AI assistants are only as good as their reliability. We are building Ink'd, an AI real estate assistant that automates contract workflows; but to win trust, it must perform with accuracy and speed.
We’re hiring a QA Lead who will specialize in analyzing conversation traces, identifying breakdowns, and building automated evaluations to ensure the AI performs at its best.
What You’ll Do
- Review conversation traces to detect failures in data extraction, misunderstandings, and latency issues.
- Lead both manual QA processes and automated evaluation pipelines.
- Build frameworks for LLM-as-judge evaluations and automated test cases.
- Create dashboards and metrics to track AI performance (accuracy, latency, user satisfaction proxies).

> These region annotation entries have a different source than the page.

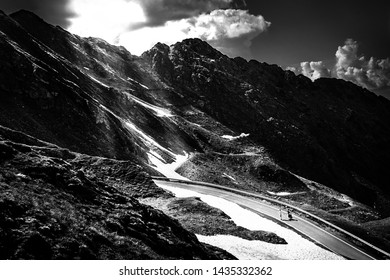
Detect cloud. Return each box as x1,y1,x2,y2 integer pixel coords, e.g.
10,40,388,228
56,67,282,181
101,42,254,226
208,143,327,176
294,39,390,92
68,0,270,58
119,9,270,57
182,9,271,58
335,39,390,90
301,61,331,80
131,0,239,29
1,0,75,28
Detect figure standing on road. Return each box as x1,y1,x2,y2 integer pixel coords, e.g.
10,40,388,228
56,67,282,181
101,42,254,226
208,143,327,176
287,209,292,221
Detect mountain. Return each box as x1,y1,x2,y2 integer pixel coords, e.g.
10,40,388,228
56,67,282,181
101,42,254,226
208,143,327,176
0,10,390,257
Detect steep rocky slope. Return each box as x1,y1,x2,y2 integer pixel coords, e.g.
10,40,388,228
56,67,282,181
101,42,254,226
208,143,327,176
0,127,232,259
0,11,390,254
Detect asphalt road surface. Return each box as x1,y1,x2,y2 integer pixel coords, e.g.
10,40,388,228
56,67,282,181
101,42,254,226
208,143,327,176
154,179,374,260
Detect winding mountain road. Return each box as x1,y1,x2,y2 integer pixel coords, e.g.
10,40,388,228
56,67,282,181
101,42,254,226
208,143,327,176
153,177,387,260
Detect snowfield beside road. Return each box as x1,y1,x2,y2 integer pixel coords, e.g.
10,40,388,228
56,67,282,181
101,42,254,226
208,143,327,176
161,185,344,260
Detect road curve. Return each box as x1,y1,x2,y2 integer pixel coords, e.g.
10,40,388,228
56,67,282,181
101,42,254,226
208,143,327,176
153,178,384,260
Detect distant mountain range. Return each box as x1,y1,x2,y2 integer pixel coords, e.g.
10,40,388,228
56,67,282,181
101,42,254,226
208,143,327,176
0,10,390,256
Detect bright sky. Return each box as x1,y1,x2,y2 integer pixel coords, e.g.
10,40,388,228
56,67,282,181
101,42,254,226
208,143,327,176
0,0,390,97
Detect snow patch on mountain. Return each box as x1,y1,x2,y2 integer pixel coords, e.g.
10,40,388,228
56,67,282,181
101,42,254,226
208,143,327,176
148,151,189,181
127,77,149,89
221,133,250,141
161,185,343,260
124,92,173,117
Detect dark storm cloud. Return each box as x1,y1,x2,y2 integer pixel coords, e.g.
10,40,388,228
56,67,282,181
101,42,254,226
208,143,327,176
132,0,242,29
0,0,75,28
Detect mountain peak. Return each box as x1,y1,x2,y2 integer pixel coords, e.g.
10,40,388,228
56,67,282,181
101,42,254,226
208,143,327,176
173,38,224,59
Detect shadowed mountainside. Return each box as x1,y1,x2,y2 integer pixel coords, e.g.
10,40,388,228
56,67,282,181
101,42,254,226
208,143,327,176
0,10,390,258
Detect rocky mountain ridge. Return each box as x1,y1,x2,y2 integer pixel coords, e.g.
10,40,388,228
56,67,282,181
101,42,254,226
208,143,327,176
0,8,390,258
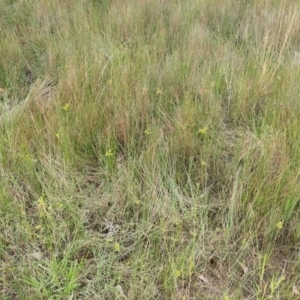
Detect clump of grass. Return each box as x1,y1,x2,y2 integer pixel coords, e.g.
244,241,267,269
0,0,300,299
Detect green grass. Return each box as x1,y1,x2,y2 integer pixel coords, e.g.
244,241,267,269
0,0,300,300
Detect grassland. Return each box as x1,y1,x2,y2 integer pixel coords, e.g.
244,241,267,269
0,0,300,300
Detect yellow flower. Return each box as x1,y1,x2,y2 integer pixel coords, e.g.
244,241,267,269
63,103,70,111
198,126,207,135
105,149,113,157
276,222,283,229
114,243,121,252
156,88,162,96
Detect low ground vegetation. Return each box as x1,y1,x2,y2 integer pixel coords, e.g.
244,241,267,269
0,0,300,300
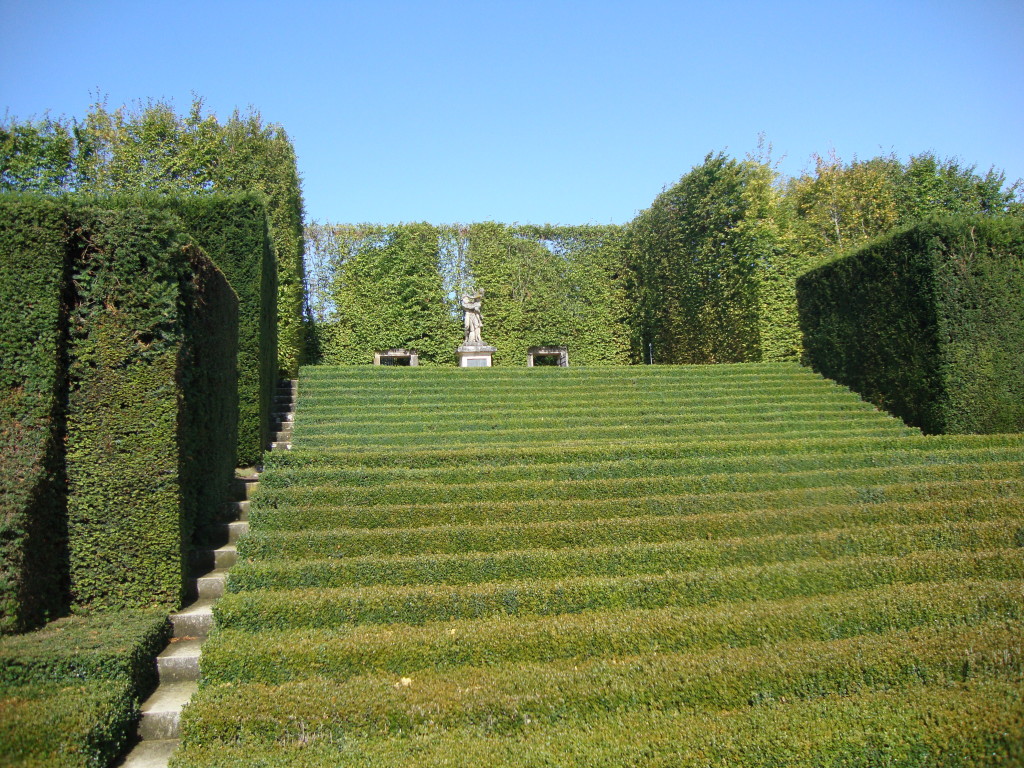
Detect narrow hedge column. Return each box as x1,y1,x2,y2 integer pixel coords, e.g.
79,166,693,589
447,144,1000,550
67,208,188,608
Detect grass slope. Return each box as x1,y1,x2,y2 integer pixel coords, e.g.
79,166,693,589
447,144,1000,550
174,364,1024,768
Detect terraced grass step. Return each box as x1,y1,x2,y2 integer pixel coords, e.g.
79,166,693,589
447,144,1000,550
184,620,1024,740
303,387,874,421
268,429,1024,475
239,499,1021,560
295,407,898,447
253,479,1024,531
227,516,1024,592
169,677,1024,768
214,546,1024,631
256,452,1024,507
263,439,1024,490
203,581,1024,685
282,422,922,468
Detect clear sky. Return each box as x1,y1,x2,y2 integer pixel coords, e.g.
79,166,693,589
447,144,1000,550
0,0,1024,224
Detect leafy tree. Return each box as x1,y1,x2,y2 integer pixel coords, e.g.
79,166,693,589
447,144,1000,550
630,153,777,362
314,223,461,365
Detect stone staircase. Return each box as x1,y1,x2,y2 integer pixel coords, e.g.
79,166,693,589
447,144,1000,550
118,380,298,768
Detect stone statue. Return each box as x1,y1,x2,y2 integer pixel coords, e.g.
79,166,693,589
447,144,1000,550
462,288,483,346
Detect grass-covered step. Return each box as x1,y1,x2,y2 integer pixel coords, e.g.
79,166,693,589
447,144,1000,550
197,580,1024,684
182,620,1024,740
303,390,874,423
0,679,138,768
174,677,1024,768
294,407,900,449
265,436,1024,473
213,545,1024,631
227,515,1024,592
253,454,1024,508
251,479,1024,532
280,423,922,469
261,440,1024,490
238,495,1024,560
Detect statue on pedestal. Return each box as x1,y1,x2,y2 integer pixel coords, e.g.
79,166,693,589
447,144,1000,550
462,288,483,346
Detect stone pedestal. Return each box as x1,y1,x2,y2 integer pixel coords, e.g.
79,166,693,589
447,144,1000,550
456,344,498,368
526,347,569,368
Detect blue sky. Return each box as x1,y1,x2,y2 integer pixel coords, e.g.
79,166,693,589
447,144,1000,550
0,0,1024,224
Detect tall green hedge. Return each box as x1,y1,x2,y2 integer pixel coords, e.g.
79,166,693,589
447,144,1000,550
67,200,238,608
317,223,461,365
0,196,68,634
171,193,278,466
797,217,1024,433
468,221,630,366
629,154,785,364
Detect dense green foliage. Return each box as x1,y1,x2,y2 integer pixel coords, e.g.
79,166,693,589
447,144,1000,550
170,193,278,471
0,610,170,768
0,609,170,696
468,222,630,366
306,153,1024,365
630,154,775,362
67,198,238,607
0,196,68,634
316,224,461,365
0,195,238,618
306,222,630,365
0,679,138,768
0,98,305,375
798,217,1024,433
175,364,1024,768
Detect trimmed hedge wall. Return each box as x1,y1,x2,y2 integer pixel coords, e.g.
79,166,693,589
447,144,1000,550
0,609,171,768
171,194,278,470
0,196,68,634
67,199,238,608
797,217,1024,433
468,221,631,366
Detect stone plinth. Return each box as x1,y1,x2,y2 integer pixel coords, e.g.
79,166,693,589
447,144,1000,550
374,349,420,366
456,344,498,368
526,347,569,368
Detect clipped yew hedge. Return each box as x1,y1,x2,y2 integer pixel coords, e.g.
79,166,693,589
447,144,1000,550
797,217,1024,433
0,680,139,768
0,609,171,768
67,199,238,608
0,195,70,634
0,195,238,618
170,193,276,469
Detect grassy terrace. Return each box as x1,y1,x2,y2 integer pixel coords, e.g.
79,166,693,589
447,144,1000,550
174,365,1024,768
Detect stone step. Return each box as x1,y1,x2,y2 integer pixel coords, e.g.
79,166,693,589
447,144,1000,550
196,568,227,600
231,477,259,501
224,499,249,520
171,598,214,638
227,520,249,544
190,544,239,573
117,738,178,768
157,637,203,685
138,681,199,741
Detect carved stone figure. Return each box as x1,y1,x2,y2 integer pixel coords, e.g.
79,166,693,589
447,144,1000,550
462,288,483,346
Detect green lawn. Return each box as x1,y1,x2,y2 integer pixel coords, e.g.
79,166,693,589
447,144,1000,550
174,364,1024,768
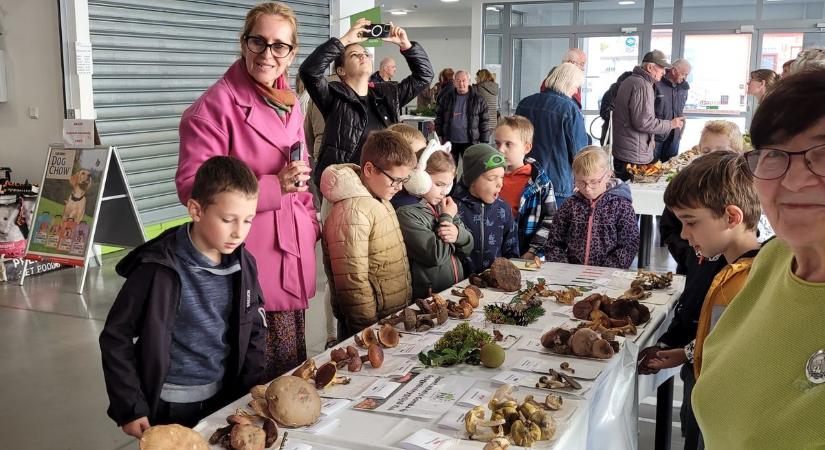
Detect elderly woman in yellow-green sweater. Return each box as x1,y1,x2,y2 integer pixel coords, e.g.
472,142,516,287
693,69,825,450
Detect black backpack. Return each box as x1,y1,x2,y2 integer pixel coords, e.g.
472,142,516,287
599,71,633,145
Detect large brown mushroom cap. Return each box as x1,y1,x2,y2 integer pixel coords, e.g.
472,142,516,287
570,328,600,356
378,324,401,348
266,375,321,427
490,258,521,292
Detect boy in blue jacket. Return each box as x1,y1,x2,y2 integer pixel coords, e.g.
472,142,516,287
453,144,519,274
100,156,266,439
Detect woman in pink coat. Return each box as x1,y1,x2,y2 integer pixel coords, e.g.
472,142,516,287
175,3,320,379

- Collaborate with engineering to proactively resolve recurring issues.
What We’re Looking For
- 5+ years of QA experience (AI/NLP preferred).
- Strong skills in both manual and automated QA.
- Familiarity with Python scripting and test automation.
- Ability to create metrics dashboards (Grafana, Kibana, custom).
- Analytical, detail-oriented, and passionate about reliability.
Bonus Points
- Familiarity with LangChain/LangGraph tracing tools.
- Experience with synthetic data generation for QA.
- Background in human-in-the-loop evaluation systems.